Te cantaré una
Hacía mucho que me había quedado despierto aquella noche,
deseando que aquella noche nombrara la hora
y me dijera si llamarla día (pues todavía no luz)
y abandonar el sueño.
La nieve caía espesa con el silbido del rocío,
dos vientos se encontrarían, uno por una calle
y el otro por otra calle,
y lucharían en un sofocamiento de polvo y plumas.
Podría no decirlo, pero me temo que el frío
había comprobado el ritmo del reloj de la torre,
atando juntos sus manos doradas delante de su rostro.
¡Luego sobrevino un golpe!
Una nota ecuánime del clima de la tierra,
aunque extraña y apagada.
La torre dijo “¡La una!” y luego un campanario.
Se hablaban a sí mismos, y eran tan poca gente,
mientras los vientos combatían desde el calor del sueño (pero no sin hogar).
Dejaron la tormenta que había golpeado masivamente
el vidrio de mi ventana como una piel emperlada.

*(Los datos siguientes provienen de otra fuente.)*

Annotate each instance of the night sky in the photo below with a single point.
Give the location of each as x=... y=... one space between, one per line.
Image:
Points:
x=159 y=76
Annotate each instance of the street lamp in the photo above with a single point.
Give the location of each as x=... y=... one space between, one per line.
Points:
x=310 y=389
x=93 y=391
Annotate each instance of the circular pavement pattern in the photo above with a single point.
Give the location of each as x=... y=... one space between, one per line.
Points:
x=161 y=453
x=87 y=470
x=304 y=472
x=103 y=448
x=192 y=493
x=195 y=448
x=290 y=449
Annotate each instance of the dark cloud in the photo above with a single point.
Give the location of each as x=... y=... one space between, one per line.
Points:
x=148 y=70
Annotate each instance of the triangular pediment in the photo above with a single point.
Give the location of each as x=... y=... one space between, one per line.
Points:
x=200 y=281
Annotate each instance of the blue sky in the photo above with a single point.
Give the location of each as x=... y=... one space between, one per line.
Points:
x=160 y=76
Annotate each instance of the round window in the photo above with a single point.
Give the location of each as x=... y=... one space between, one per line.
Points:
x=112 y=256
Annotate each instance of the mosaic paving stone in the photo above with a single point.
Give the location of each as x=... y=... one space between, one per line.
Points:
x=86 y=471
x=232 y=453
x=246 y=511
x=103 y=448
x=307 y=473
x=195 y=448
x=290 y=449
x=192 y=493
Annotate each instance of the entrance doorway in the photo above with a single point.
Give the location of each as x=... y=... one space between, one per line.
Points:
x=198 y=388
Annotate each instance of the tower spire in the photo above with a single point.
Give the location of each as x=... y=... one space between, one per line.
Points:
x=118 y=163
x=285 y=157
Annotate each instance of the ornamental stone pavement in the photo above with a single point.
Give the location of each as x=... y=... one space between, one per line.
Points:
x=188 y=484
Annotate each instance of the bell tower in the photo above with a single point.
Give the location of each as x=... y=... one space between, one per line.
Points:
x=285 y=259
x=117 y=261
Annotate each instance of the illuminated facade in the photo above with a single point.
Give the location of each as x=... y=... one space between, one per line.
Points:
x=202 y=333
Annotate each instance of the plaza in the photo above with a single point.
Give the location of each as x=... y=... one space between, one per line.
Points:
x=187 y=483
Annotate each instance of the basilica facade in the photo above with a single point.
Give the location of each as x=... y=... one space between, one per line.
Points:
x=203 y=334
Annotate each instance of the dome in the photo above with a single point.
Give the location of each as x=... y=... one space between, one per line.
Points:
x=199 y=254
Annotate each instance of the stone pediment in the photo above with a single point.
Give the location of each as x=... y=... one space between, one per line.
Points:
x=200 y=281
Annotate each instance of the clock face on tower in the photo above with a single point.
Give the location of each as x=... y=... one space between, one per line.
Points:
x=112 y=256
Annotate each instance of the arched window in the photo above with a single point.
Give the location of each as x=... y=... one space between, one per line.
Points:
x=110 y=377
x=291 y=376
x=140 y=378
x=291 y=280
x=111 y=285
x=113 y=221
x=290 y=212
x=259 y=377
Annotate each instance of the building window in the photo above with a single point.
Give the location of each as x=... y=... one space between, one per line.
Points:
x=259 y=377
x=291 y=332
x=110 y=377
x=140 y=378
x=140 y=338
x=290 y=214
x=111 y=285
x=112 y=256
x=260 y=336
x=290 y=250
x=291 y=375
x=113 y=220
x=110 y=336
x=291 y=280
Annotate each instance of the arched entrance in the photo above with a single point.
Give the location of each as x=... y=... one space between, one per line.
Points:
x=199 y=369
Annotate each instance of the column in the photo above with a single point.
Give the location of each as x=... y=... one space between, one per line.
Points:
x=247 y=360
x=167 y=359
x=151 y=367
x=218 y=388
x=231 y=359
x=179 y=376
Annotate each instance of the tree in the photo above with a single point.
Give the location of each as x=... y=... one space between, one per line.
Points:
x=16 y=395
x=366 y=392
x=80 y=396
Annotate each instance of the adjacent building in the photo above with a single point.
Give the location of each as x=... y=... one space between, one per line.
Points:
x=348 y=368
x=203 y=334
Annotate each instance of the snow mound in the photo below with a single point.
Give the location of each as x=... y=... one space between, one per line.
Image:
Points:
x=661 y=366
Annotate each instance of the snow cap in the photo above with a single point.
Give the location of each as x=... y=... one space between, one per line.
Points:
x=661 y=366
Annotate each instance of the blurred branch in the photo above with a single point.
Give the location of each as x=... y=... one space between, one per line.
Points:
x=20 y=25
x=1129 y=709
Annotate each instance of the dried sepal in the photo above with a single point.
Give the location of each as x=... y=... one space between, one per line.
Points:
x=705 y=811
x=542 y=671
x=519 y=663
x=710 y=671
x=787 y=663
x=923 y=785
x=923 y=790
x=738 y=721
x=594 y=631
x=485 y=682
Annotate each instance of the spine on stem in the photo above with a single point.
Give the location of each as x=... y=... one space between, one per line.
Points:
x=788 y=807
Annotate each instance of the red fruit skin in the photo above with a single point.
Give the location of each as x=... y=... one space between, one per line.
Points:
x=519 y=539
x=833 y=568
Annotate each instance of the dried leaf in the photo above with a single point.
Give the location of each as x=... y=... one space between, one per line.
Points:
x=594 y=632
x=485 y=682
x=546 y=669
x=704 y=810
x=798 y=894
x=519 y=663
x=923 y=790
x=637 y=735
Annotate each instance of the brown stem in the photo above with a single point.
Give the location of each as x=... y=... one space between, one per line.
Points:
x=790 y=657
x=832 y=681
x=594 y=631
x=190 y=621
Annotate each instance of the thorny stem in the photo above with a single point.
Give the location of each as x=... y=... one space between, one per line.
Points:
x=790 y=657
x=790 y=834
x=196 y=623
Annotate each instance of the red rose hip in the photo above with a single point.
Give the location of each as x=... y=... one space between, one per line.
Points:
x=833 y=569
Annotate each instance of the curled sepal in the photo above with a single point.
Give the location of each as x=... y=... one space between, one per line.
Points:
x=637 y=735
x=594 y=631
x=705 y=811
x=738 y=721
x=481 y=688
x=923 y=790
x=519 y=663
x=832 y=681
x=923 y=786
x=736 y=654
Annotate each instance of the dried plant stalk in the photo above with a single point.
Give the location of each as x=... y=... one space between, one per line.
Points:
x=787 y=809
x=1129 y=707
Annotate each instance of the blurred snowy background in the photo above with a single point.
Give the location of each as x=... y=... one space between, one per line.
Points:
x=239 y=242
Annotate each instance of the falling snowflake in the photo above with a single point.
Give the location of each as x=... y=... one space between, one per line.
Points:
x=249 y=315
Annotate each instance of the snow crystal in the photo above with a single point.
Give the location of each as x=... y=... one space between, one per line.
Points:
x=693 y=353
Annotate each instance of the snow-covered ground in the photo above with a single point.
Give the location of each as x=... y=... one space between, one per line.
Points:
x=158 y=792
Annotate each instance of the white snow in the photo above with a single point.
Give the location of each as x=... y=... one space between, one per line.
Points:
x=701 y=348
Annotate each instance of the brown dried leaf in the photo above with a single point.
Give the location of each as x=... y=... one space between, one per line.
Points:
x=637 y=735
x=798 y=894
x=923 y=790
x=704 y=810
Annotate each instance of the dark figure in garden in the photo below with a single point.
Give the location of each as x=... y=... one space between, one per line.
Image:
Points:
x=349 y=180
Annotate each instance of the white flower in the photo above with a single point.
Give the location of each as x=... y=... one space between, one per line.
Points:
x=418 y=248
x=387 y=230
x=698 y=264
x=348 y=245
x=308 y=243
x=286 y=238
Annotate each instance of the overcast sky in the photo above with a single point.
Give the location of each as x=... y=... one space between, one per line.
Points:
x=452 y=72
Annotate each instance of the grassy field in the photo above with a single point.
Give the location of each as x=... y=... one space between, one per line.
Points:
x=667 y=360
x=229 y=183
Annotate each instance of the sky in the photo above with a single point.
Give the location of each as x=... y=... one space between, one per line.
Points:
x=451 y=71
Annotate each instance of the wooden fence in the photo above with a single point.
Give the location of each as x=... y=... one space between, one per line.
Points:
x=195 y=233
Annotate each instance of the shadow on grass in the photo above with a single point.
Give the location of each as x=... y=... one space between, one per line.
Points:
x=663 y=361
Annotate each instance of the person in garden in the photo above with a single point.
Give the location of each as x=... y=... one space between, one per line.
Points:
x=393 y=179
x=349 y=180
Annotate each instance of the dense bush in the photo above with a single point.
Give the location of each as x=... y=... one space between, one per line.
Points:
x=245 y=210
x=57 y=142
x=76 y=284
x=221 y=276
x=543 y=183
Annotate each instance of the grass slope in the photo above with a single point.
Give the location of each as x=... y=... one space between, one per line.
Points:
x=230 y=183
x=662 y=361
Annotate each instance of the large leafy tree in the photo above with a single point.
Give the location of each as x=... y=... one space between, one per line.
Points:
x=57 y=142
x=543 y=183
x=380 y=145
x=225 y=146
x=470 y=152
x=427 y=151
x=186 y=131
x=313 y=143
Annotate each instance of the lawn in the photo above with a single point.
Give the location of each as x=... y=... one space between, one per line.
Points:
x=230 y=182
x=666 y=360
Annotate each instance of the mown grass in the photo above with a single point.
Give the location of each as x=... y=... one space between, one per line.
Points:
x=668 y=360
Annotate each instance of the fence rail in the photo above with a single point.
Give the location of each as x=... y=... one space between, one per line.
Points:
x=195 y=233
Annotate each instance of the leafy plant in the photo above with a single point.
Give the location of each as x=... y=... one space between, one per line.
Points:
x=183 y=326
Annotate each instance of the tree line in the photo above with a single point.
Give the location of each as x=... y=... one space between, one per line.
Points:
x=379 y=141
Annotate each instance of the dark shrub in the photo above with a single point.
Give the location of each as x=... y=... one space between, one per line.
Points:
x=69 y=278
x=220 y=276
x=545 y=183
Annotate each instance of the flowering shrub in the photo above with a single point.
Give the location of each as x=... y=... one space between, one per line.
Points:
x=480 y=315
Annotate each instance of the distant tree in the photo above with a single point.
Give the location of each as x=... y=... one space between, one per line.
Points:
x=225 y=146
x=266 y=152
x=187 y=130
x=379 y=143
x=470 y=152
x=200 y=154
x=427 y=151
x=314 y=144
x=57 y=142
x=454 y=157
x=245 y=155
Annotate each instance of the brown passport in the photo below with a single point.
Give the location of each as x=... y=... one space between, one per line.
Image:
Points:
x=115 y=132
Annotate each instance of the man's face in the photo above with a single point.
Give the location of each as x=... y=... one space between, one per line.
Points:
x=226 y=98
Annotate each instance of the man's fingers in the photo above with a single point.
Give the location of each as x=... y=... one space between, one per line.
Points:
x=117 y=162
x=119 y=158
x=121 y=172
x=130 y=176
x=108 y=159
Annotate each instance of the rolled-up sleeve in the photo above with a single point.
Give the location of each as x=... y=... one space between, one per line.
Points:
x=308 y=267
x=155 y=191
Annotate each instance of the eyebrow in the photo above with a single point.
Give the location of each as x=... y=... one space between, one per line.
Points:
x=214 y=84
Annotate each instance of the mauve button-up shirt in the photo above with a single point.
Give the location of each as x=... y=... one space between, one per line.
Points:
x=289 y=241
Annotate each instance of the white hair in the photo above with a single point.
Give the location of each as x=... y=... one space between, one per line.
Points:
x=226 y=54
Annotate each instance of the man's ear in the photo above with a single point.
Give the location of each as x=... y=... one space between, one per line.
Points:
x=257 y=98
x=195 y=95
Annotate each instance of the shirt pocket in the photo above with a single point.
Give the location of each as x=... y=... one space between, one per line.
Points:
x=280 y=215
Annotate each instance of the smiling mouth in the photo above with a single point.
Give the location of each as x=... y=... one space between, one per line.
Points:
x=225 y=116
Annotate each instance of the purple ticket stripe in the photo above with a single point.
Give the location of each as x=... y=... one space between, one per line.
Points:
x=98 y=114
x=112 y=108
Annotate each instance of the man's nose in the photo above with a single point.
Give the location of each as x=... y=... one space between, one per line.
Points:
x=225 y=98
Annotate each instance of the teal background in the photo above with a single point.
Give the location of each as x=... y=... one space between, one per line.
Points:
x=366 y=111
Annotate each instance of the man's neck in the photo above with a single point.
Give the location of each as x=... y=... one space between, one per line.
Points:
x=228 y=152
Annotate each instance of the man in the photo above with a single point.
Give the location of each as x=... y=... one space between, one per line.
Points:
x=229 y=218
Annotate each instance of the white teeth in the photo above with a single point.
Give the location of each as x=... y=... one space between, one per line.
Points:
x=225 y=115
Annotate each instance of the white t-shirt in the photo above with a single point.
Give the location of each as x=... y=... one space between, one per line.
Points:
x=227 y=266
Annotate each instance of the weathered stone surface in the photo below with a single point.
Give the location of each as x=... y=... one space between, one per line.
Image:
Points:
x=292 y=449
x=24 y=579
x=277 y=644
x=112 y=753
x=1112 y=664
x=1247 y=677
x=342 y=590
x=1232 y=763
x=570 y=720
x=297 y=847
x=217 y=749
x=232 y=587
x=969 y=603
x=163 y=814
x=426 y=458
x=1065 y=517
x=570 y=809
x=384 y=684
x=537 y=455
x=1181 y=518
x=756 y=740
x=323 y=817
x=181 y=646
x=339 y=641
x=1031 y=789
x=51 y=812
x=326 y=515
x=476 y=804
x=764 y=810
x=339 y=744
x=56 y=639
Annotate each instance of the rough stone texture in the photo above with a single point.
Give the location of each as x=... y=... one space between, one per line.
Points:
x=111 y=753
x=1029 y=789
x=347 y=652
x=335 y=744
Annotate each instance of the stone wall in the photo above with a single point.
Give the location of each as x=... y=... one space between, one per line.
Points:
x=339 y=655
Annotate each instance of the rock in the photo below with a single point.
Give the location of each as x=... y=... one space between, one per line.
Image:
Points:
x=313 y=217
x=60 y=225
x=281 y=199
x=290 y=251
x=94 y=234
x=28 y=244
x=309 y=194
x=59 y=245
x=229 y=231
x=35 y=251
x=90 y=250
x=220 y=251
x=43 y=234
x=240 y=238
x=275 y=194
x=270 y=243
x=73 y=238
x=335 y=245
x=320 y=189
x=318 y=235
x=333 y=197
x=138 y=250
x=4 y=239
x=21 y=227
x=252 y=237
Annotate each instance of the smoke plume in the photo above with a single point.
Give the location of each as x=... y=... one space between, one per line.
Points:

En aquella tumba Uno hablaban del sol,
y la luna y las estrellas, Saturno y Marte y Júpiter.
Aún más desencadenados, dejaron a los nombrados
y hablaron de los eruditos, los sigmas y taus de las constelaciones.
Sintieron sus gargantas con los cuerpos más alejados
de donde el hombre envía su Especulación,
más allá de donde se encuentra Dios,
Las motas cósmicas de lentes exhaustos.
Sus repiques solemnes no eran suyos:
hablaban por el reloj, cuyas enormes agujas interceptaban las suyas.
En aquella palabra grave, pronunciada en soledad,
la estrella mayor tembló y se sacudió,
y llevando aún más lejos sus frenesíes arremolinados,
surgieron como establecidos en una estación personal.
No ha sido calificada, y guardada para la maravilla
de una expansión que puede ser una nova,
no ha cambiado para el ojo del hombre sobre los planetas
que giran alrededor y por debajo de él en la creación,
desde que el hombre comenzó a arrastrar al hombre y a la nación.